I would mention The Social Network, about the birth of Facebook, in which you play one of Mark Zuckerberg's lawyers. Is that something that attracted you to this project as well?

Yes, but precisely because the script took a point of view. We didn't even know to what extent [social media] The story would have permeated our lives at the time the movie came out. But it all had an origin story. This person had a reason, a determination to do something because of his own situation. He was rejected. Let me deal with that by controlling the forces that rejected me. You understand this person. You identify with him. You might have compassion for him. And that's exactly the kind of person who caused these things to get out of control.

Sunny has a lot of elements besides robots: yakuza mobsters, heartbreak. What drew you to this film?

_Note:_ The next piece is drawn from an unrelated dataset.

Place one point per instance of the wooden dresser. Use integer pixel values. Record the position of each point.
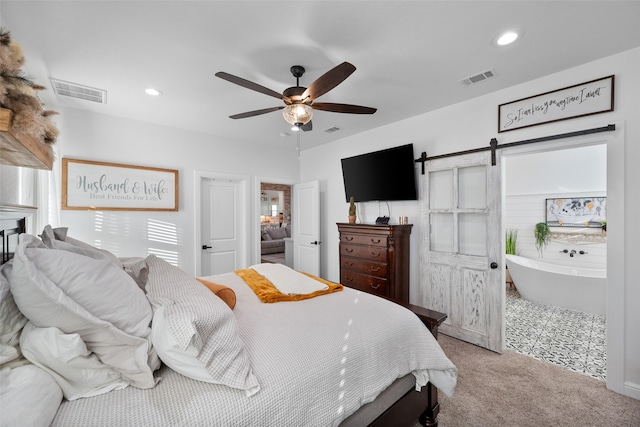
(375, 259)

I've never really played a lead role in a show like this, where the story is told through the quest of one person. I figured I was big enough, up for the challenge. I like the feeling that this character, unlike me, is isolated. She's a bit of a misanthrope. She came to Japan and found her own people, her family, and then she lost them very suddenly. It feels like a show about finding your place. And the grief part interests me. Grief has shaped my life a lot in the last five years, because I lost my mother five years ago. I became a mother, and then seven months later, I lost my mother. That pressure in both directions has changed me forever.